Mental korup rupanya menjalar sampai ke ranah pendidikan. Di wilayah yang mestinya mengajarkan budi pekerti ini, justru berkembang kebiasaan buruk. Bertahun-tahun tunjangan guru jadi bancakan orang-orang rakus.
Akan tetapi, apa daya, para guru swasta hanya bisa menahan kesal. Memprotes persoalan ini bisa berakibat fatal, yaitu pemecatan dari pekerjaan! Kekesalan hanya berani mereka tumpahkan kepada sesama guru, seperti yang terjadi pada minggu ini di Sekretariat Persatuan Guru Swasta Indonesia (PGSI) di Jalan Seksama, Medan.

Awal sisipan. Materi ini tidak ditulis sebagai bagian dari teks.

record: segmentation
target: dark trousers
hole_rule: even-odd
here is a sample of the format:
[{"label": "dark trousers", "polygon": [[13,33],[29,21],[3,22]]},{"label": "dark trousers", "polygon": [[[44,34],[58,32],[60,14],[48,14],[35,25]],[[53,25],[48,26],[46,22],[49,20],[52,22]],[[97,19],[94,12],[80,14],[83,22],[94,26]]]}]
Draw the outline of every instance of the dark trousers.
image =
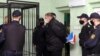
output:
[{"label": "dark trousers", "polygon": [[2,56],[23,56],[22,52],[17,51],[3,51]]},{"label": "dark trousers", "polygon": [[47,56],[62,56],[62,50],[59,51],[47,51]]},{"label": "dark trousers", "polygon": [[36,46],[36,56],[47,56],[45,46]]}]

Seperti tahun sebelumnya, pemotongan tunjangan fungsional kembali terjadi tahun ini. Bejo, seorang guru di Kecamatan Medan Timur, bingung.
Dana tunjangan yang diharapkannya belum turun, tetapi tunjangan sudah dipotong untuk kepentingan administrasi bank dan Pajak Penghasilan (PPh).
Sekolahnya juga sudah meminta bagian untuk kepentingan yang sama, yaitu ”biaya administrasi.”
Sebagian dana tunjangan ini sudah turun. Namun, tidak dalam jumlah yang utuh. Ucok, bukan nama sebenarnya, seorang guru swasta di Kecamatan Medan Baru, mengaku kesal. Tunjangan yang mestinya Rp 1,2 juta untuk semester awal tahun ini, hanya diterimanya
”Palak kali awak (kesal sekali saya). Semua urusan sepertinya pake biaya,” katanya.
Biaya paling besar justru datang dari pihak sekolah. Sementara itu, pihak sekolah berdalih untuk menutupi biaya lobi dan administrasi di Kantor Dinas Pendidikan.
Saat Kompas meminta namanya untuk disebut dalam berita, semua guru itu menolak. Mereka takut akan berakibat pada pekerjaannya. Pihak sekolah memang telah mengunci mulut guru ini dengan ancaman, baik langsung maupun tidak langsung. Buktinya sudah pernah terjadi.